FIG. 13 is an explanatory view showing the entire configuration of the spherical wall excavator and how it enters into the groove, FIG. 14 and FIG. 15 are side views showing the configuration and operation of the spherical wall excavator, and FIG. Sectional view of the bow-shaped rail, FIG. 17 is a sectional view of the bow-shaped rail, FIG. 17 (A) is an explanatory view of the operation of the rear jack, and FIG. 18 to FIG. Side view, plan view, front view,
FIG. 21 is a cross-sectional view showing the relationship between a curved rail and a groove of a spherical wall excavator, FIG. 22 is an excavation procedure diagram, FIG. 23 is a rail support holding procedure diagram, FIG. 24 is a plan view showing an excavation procedure, FIG. 25 is a perspective view showing an excavation allowance for a unit longitude. 1 is a shaft, 2 is an outer peripheral wall, 8 is a groove, 9 is a spherical wall excavator, 11
Is a curved rail, 11a is an arcuate rail, 18 is a rear jack, 2
3 is a front jack, 25 is an excavator, and 30 is a sealing member.

 ──────────────────────────────────────────────────続 き Continued on the front page (73) Patent holder 999999999 Taisei Corporation 1-25-1, Nishishinjuku, Shinjuku-ku, Tokyo (73) Patent holder 999999999 Central Research Institute of Electric Power Industry 1 Otemachi, Chiyoda-ku, Tokyo ―6-1 (73) Patent Holder 999999999 Hitachi Construction Machinery Co., Ltd. 2-6-1 Otemachi, Chiyoda-ku, Tokyo (73) Patent Holder 999999999 Fujita Co., Ltd. 4-6-115 Sendagaya, Shibuya-ku, Tokyo ( 73) Patent holder 999999999 Komatsu Manufacturing Co., Ltd. 2-3-6 Akasaka, Minato-ku, Tokyo (72) Inventor Masao Hayashi 131-7 Wakamatsu, Abiko-shi, Chiba (72) Inventor Yoshitane Ishino Manda, Hiratsuka-shi, Kanagawa 1200 Komatsu Ltd.
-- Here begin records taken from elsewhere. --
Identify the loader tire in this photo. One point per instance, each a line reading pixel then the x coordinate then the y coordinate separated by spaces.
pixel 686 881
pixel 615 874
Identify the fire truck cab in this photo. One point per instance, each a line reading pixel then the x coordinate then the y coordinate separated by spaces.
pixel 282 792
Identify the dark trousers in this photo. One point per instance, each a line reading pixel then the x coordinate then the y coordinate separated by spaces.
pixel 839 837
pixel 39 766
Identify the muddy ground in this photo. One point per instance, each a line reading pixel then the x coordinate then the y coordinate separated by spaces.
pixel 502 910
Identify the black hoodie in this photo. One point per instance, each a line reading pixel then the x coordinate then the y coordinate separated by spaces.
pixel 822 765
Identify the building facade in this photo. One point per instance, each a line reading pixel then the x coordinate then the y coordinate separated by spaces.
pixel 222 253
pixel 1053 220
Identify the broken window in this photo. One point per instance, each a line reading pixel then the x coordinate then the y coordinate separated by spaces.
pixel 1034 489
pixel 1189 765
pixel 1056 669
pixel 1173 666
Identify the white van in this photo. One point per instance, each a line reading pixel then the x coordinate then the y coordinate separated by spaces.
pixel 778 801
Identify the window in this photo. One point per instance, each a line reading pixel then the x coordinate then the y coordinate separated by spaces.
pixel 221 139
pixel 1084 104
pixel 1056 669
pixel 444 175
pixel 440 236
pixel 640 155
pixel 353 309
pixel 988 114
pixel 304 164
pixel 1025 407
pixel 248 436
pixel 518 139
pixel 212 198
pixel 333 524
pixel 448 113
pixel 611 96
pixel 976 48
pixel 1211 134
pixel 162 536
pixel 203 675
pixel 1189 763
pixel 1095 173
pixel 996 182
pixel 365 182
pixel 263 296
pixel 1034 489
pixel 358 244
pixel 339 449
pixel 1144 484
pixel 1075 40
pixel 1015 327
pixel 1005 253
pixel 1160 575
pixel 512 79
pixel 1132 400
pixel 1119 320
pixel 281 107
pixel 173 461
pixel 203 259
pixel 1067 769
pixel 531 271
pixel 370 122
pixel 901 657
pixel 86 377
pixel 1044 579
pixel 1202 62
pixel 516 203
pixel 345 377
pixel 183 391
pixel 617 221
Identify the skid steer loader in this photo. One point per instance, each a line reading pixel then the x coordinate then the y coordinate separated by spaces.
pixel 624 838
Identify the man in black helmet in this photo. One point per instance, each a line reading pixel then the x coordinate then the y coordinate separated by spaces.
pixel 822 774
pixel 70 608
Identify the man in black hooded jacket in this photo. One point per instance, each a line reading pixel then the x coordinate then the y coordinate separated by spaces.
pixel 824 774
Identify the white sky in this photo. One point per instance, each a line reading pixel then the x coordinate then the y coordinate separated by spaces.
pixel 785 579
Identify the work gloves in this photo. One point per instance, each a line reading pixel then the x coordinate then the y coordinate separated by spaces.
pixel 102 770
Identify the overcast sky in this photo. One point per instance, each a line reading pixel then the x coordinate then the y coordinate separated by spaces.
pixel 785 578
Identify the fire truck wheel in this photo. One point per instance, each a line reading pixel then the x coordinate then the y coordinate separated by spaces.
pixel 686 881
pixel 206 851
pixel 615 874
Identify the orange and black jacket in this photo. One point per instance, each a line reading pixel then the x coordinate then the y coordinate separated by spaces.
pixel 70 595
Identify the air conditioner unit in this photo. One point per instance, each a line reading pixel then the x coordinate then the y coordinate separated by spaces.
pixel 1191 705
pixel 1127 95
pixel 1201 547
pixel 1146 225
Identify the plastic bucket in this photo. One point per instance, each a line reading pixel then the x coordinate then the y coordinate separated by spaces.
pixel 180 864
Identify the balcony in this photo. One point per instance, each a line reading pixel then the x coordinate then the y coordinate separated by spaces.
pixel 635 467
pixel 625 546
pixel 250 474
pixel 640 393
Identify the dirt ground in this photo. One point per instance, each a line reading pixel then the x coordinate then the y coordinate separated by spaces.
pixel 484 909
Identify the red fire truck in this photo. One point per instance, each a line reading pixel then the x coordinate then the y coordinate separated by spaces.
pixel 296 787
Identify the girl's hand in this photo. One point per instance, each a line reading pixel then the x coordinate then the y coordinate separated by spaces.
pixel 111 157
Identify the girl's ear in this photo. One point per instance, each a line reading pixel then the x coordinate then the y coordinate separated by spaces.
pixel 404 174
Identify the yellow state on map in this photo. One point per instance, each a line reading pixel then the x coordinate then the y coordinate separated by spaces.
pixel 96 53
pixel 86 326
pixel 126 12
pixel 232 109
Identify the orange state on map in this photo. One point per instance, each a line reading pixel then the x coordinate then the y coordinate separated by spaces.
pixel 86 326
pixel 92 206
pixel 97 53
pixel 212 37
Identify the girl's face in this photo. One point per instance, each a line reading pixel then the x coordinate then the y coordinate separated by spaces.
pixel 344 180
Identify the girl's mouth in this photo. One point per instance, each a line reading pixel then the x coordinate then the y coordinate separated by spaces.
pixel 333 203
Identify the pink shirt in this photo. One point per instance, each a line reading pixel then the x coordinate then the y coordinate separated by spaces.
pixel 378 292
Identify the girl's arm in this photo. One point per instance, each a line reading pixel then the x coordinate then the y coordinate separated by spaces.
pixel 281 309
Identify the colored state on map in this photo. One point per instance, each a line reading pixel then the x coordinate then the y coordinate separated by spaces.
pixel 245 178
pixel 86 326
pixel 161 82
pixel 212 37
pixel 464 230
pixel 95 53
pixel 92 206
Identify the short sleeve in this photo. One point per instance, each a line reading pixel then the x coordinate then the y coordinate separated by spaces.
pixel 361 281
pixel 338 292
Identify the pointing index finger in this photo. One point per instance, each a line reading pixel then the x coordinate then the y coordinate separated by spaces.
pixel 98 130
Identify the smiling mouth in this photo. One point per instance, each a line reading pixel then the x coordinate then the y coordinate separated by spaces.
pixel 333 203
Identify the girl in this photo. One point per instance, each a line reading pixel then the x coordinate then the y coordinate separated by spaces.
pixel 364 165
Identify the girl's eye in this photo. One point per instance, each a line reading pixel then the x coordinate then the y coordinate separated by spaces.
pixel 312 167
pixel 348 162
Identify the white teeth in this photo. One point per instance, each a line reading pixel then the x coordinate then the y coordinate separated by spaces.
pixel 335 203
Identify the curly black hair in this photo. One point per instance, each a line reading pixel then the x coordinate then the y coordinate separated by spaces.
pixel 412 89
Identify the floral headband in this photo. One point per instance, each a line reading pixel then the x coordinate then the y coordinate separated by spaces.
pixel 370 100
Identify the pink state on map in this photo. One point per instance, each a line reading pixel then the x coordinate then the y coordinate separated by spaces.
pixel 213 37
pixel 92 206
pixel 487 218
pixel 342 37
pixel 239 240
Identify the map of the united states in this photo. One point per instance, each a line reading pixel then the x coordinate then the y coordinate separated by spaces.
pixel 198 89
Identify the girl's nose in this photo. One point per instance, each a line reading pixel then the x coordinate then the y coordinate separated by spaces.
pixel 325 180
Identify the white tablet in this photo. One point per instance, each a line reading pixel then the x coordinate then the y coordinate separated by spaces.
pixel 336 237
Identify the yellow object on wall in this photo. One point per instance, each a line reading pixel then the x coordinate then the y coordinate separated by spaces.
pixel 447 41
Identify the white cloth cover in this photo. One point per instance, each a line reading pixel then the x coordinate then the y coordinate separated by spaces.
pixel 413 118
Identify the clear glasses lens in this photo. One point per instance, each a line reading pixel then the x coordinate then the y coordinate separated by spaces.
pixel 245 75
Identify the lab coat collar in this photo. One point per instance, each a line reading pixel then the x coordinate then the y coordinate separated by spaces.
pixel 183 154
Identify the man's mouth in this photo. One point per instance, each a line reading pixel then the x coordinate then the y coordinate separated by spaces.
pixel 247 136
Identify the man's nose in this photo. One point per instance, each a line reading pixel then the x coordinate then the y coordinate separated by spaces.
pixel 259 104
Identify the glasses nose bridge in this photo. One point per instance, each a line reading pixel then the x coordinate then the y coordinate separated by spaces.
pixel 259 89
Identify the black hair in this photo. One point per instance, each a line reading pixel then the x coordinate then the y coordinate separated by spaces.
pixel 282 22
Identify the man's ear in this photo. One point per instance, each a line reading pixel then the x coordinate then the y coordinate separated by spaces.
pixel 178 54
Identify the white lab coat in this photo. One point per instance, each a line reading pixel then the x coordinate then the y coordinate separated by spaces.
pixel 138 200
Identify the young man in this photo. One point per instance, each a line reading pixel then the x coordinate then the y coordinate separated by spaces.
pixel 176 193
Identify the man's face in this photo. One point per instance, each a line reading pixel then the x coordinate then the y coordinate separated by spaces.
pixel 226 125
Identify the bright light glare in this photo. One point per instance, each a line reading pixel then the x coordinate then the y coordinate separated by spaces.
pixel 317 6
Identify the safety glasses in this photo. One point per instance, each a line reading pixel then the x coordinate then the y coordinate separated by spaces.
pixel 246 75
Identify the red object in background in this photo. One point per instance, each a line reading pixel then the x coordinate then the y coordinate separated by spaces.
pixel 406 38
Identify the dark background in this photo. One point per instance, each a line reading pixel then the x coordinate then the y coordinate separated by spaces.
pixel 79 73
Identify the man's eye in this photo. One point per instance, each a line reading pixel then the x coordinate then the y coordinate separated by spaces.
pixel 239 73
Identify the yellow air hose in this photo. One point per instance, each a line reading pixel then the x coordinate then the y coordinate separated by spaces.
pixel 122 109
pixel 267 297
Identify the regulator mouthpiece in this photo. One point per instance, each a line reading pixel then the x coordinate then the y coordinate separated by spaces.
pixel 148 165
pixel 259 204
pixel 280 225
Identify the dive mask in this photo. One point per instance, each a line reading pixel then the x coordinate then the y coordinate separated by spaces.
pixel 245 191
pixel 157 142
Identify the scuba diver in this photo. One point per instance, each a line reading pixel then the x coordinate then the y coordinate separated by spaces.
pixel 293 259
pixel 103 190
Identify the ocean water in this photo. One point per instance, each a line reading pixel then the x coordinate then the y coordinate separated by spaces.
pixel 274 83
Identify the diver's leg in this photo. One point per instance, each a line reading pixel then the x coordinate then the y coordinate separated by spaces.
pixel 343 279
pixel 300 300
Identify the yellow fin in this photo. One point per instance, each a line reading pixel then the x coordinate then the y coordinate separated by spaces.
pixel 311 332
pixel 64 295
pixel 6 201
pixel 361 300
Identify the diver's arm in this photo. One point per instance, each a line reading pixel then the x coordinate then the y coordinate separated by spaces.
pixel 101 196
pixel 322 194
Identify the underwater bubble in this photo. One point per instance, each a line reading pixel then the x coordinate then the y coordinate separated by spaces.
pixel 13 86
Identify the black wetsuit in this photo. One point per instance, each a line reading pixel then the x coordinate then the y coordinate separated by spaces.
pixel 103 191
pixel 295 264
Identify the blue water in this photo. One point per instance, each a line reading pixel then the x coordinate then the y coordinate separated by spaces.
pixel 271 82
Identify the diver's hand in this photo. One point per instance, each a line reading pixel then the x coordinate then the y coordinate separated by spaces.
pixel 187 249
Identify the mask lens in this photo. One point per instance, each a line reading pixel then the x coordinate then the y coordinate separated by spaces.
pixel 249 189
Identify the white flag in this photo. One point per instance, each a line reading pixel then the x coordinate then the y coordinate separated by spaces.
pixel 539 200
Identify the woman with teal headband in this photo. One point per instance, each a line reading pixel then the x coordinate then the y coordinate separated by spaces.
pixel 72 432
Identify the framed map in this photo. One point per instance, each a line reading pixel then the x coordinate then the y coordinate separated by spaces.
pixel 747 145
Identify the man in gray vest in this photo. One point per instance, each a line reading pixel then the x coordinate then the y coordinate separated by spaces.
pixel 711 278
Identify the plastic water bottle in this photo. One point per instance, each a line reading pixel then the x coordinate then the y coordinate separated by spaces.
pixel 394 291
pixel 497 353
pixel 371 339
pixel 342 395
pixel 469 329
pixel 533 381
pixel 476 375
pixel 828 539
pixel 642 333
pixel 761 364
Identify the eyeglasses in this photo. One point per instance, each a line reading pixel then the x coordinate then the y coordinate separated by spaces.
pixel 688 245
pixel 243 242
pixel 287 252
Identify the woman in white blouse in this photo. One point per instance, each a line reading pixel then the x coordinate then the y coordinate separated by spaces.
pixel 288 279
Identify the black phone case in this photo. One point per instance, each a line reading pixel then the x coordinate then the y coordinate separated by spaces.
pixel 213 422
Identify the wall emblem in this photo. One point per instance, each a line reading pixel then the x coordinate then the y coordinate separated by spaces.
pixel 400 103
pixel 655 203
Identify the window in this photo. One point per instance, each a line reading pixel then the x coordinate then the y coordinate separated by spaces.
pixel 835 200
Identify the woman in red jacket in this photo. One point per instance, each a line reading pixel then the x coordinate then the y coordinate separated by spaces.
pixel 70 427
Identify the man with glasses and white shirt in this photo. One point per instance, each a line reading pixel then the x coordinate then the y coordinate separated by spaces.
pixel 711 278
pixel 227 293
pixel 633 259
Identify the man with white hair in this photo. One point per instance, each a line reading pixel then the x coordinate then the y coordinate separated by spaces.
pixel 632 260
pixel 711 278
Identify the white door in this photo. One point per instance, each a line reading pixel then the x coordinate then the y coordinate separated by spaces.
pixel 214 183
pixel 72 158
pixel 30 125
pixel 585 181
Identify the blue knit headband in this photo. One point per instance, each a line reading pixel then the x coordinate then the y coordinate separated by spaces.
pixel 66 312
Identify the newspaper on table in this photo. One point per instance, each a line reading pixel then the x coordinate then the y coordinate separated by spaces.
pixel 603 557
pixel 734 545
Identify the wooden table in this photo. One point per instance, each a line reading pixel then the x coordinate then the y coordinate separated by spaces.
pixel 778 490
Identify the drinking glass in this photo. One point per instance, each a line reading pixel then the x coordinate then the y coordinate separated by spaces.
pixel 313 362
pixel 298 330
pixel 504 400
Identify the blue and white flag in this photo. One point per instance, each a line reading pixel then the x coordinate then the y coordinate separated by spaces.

Laboratory (72) Inventor Kiyotake Mori 340-15 Iwasawa, Hanno City, Saitama Prefecture (56) References JP-A-2-157399 (JP, A) JP-A-1- 230894 (JP, A) JP-A-2-108798 (JP, A)

Claims (2)

(57) [Claims] 1. A shaft 1 is constructed from the ground, and a semicircular groove 8 is excavated radially from the shaft 1, and on the peripheral surface of the groove 8, both upper and lower ends are supported by a column 6 standing upright in the shaft. The connected curved spherical wall excavator 9 is installed, a curved groove excavation is performed by the spherical wall excavator 9, and thereafter, the vehicle is advanced by the amount of the excavation, and concrete is poured into the space on the rear side of the excavator. Then, the outer peripheral wall for the unit longitude is constructed, and thereafter, the above operation is repeated to close the outer peripheral wall, thereby constructing a spherical outer peripheral wall 2 composed of a spherical underground continuous wall, and then excavating the rock inside the outer peripheral wall 2. ,
This is discharged from the shaft 1 to construct a spherical underground cavity. 2. A curved rail 11 in which both ends are rotatably supported by a column 6 erected in a shaft 1 and a number of bow-shaped rails 11a are connected to bend freely, and one side of the curved rail 11 runs. An excavator 25 that excavates the opposite side of the curved rail 11 from one side, a front jack 23 provided on the excavator traveling side of the curved rail 11, and a rear jack 18 provided on the other side of the curved rail. And a sealing member 30 provided on the outer peripheral surface of the arc shape of the curved rail 11.